Abstract: Inexpensive computing and sensing technology is making it possible to measure and store the history of manufacturing equipment and products, infrastructure components, and medical patients. A challenge for computer science is to make effective use of this flood of data. We will develop and demonstrate algorithms, technology, and paradigms for the use of this information in advanced manufacturing. The scope of manufacturing and design will be extended throughout the lifetime of the product. Information from a product such as a piece of factory automation equipment will be used to develop software upgrades for that individual piece of equipment, as well as to refine the designs of new equipment. We will develop machine learning algorithms to detect patterns, optimize performance, customize product behavior, and predict failures. We will also develop large scale simulations to test and verify these learning algorithms, as well as to allow the construction of virtual factories to evaluate manufacturing process designs. We will develop networking services that allow products to communicate with their factories or maintenance organizations, and allocate processing and sharing of data efficiently.
PI: Christopher G. Atkeson (cga@cc.gatech.edu)
Co-PIs: Ronald C. Arkin (arkin@cc.gatech.edu), Richard M. Fujimoto (fujimoto@cc.gatech.edu), Ashok K. Goel (goel@cc.gatech.edu), Jessica K. Hodgins (jkh@cc.gatech.edu), Amarnath Mukherjee (amarnath@cc.gatech.edu), Ashwin Ram (ashwin@cc.gatech.edu), and Karsten Schwan (schwan@cc.gatech.edu).

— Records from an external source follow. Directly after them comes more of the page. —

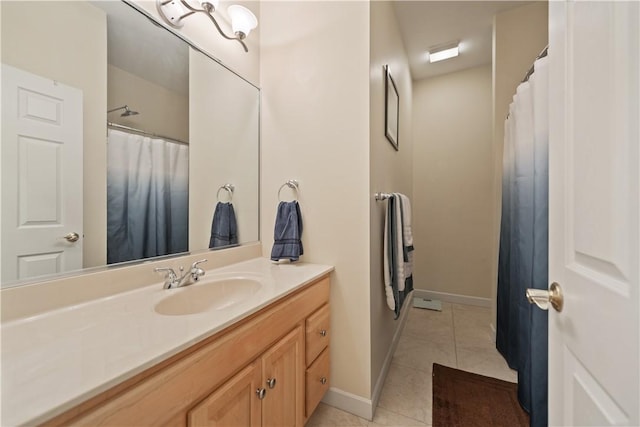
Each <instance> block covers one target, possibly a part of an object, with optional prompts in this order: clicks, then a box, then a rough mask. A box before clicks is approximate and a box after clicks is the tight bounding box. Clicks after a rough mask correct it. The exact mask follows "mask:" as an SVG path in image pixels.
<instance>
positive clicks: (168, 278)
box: [153, 267, 178, 279]
mask: <svg viewBox="0 0 640 427" xmlns="http://www.w3.org/2000/svg"><path fill="white" fill-rule="evenodd" d="M153 271H155V272H156V273H162V272H164V273H166V274H165V275H164V277H166V278H167V279H175V278H176V277H178V276H177V275H176V272H175V271H173V268H171V267H156V268H154V269H153Z"/></svg>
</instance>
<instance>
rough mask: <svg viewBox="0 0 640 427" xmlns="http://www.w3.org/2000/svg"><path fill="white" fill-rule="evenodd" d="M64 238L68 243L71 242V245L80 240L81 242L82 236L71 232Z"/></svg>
mask: <svg viewBox="0 0 640 427" xmlns="http://www.w3.org/2000/svg"><path fill="white" fill-rule="evenodd" d="M63 237H64V239H65V240H66V241H67V242H71V243H74V242H77V241H78V240H80V235H79V234H78V233H76V232H75V231H74V232H71V233H69V234H65V235H64V236H63Z"/></svg>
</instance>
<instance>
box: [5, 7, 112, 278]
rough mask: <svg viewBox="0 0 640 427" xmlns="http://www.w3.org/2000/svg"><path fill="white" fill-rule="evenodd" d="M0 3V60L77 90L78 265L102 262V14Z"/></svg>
mask: <svg viewBox="0 0 640 427" xmlns="http://www.w3.org/2000/svg"><path fill="white" fill-rule="evenodd" d="M0 7H1V8H2V24H1V28H2V62H3V63H6V64H9V65H12V66H14V67H17V68H20V69H23V70H25V71H28V72H30V73H33V74H37V75H39V76H42V77H46V78H50V79H54V80H58V81H59V82H61V83H64V84H66V85H69V86H73V87H75V88H78V89H80V90H82V93H83V125H84V128H83V139H84V153H83V158H84V160H83V168H84V194H83V195H82V197H83V200H84V208H83V209H84V213H83V216H84V225H83V227H84V241H83V264H84V266H85V267H92V266H96V265H104V264H106V251H107V247H106V233H107V219H106V215H107V208H106V203H107V196H106V191H107V170H106V161H107V150H106V137H105V135H106V123H105V117H106V111H107V110H106V106H107V22H106V16H105V14H104V12H103V11H102V10H100V9H98V8H96V7H94V6H92V5H90V4H88V3H84V2H46V1H45V2H17V1H16V2H5V1H3V2H0ZM77 16H82V17H83V19H81V20H79V19H77V18H76V17H77ZM69 46H73V47H74V48H73V49H69Z"/></svg>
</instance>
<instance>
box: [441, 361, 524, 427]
mask: <svg viewBox="0 0 640 427" xmlns="http://www.w3.org/2000/svg"><path fill="white" fill-rule="evenodd" d="M517 387H518V385H517V384H516V383H510V382H507V381H502V380H498V379H496V378H491V377H485V376H483V375H478V374H473V373H471V372H466V371H461V370H459V369H454V368H449V367H447V366H442V365H438V364H437V363H434V364H433V427H450V426H464V427H471V426H477V427H485V426H487V427H488V426H505V427H506V426H509V427H517V426H523V427H528V426H529V415H528V414H527V413H526V412H525V411H524V409H522V407H521V406H520V404H519V403H518V396H517Z"/></svg>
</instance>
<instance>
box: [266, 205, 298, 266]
mask: <svg viewBox="0 0 640 427" xmlns="http://www.w3.org/2000/svg"><path fill="white" fill-rule="evenodd" d="M273 234H274V235H273V240H274V242H273V249H271V260H272V261H278V260H280V259H289V260H291V261H297V260H298V259H299V258H300V255H302V254H303V250H302V241H301V240H300V239H301V237H302V215H301V214H300V205H299V204H298V202H297V201H295V200H294V201H293V202H280V204H279V205H278V213H277V215H276V227H275V231H274V233H273Z"/></svg>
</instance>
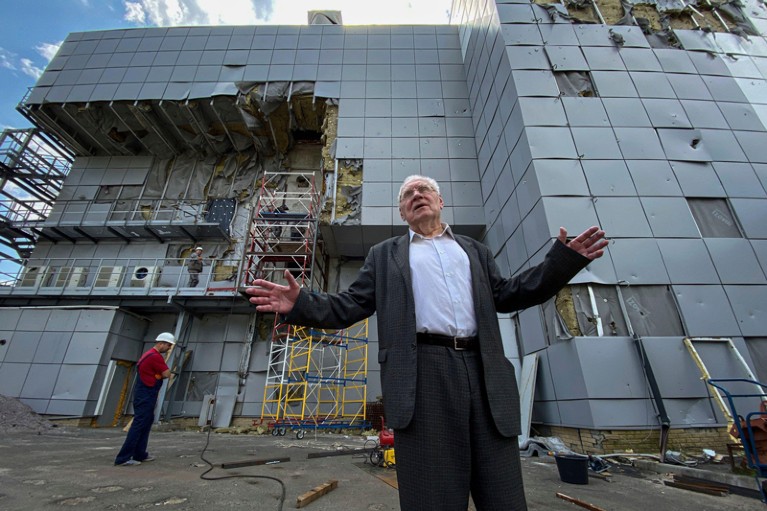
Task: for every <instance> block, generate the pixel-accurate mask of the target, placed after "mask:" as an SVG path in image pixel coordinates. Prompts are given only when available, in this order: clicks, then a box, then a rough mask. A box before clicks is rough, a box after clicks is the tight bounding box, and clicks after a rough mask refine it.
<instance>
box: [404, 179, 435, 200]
mask: <svg viewBox="0 0 767 511" xmlns="http://www.w3.org/2000/svg"><path fill="white" fill-rule="evenodd" d="M416 191H417V192H418V193H419V194H421V195H426V194H427V193H429V192H433V191H435V190H434V188H432V187H431V185H428V184H425V183H424V184H417V185H413V186H411V187H410V188H408V189H407V190H405V191H404V192H402V197H400V201H406V200H410V199H412V198H413V195H415V192H416Z"/></svg>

This piece of factory automation is manufactured by another company for a broad range of applications. However, if the packager can customize itself for the particular characteristics of the object it is packaging, it can be much more cost effective. The packager manufacturer may provide no flexibility or a set of simple controls to allow a factory worker to adjust for product mean weight, for example. A packager that can track the characteristics of the process such as the variance of the weights can make much better decisions as to which object to pack into which package.
The packaging equipment needs to monitor itself to predict maintenance needs. For example, the monitoring system of a bearing in the coolant system could detect a change in the pattern of vibration. This change might match a change discovered in other bearings manufactured in the same batch, and indicate an impending failure. Constant monitoring by dedicated equipment will replace periodic monitoring by human technicians due to cost and more importantly, reliability. This provides an opportunity to minimize the costs of actual human involvement in routine equipment maintenance and replacement, by scheduling the maintenance when and where it is needed.
2) We will develop sources of actual data. We would like to instrument a set of manufacturing processes and several homes to provide real data to develop our algorithms on. This data stream would be made available on the Internet as a general resource.
3) On-line simulation. We need to understand how to couple product design and manufacturing simulations to real-time information on product use. We need to understand how to make such simulations deal with both real-time data and also offer interactive interfaces to enable human users to play `what if' games, to try different solution approaches, etc.
4) Large scale simulations. We need to simulate realistically sized systems. We will develop large scale simulations to provide a general facility for developers to use to test algorithms. These simulations would be available on the Internet as a general resource. In addition, we need to integrate different aspects of manufacturing design, such as combining fluid flow or combustion models simulating dynamic processes in combustion engines with structural models simulating rigid engine components.
5) Intelligent human interfaces. The best way to understand data is to visualize it, and we will need to develop tools that allow humans to explore the data stream generated by these embedded systems. Prototype interfaces will be made available on the Internet as a general resource.
Technology transfer is facilitated by the presence of several on campus centers and programs:
The Manufacturing Research Center (MARC) represents a major commitment to manufacturing related research at both the Institute and State levels. At least 4 Industrial sponsors have donated one million dollars or more to be affiliated with this Center. This unit is housed in its own building and affords numerous opportunities for presentation and interaction with potential industrial collaborators. We have discussed our proposal with the MARC director, and we are exploring the possibility of instrumenting and experimenting with on campus manufacturing processes.
The Materials Handling Research Center consists of approximately 30 member companies and 4 universities. Twice annually this group meets on campus, providing us with the opportunity to disseminate our research results to this community as well as directly receive industrial feedback.
The computer integrated manufacturing (CIMS) program at Georgia Tech is a multi-disciplinary endeavor geared to support manufacturing-related education on campus. Student projects could be readily integrated into the proposed research and awarded credit for their participation.
The CIMS/AT&T intelligent mechatronics laboratory provides excellent resources for hands-on manufacturing education available to the investigators of this proposal. AT&T has donated $225,000 to support this laboratory and is keenly interested in projects such as what we are proposing and how it can impact manufacturing education.
Additionally Georgia Tech has recently won a TRP award in excess of $1 million to further enhance their manufacturing educational laboratory facilities and manufacturing curriculum.
Finally, an Integrated Process and Product Design (IPPD) Lab, heavily interdisciplinary in nature, and being funded by the U.S. Army is being set up to support research in the design of complex intelligent unmanned systems. These resources would likely also be available in some capacity for use within this research.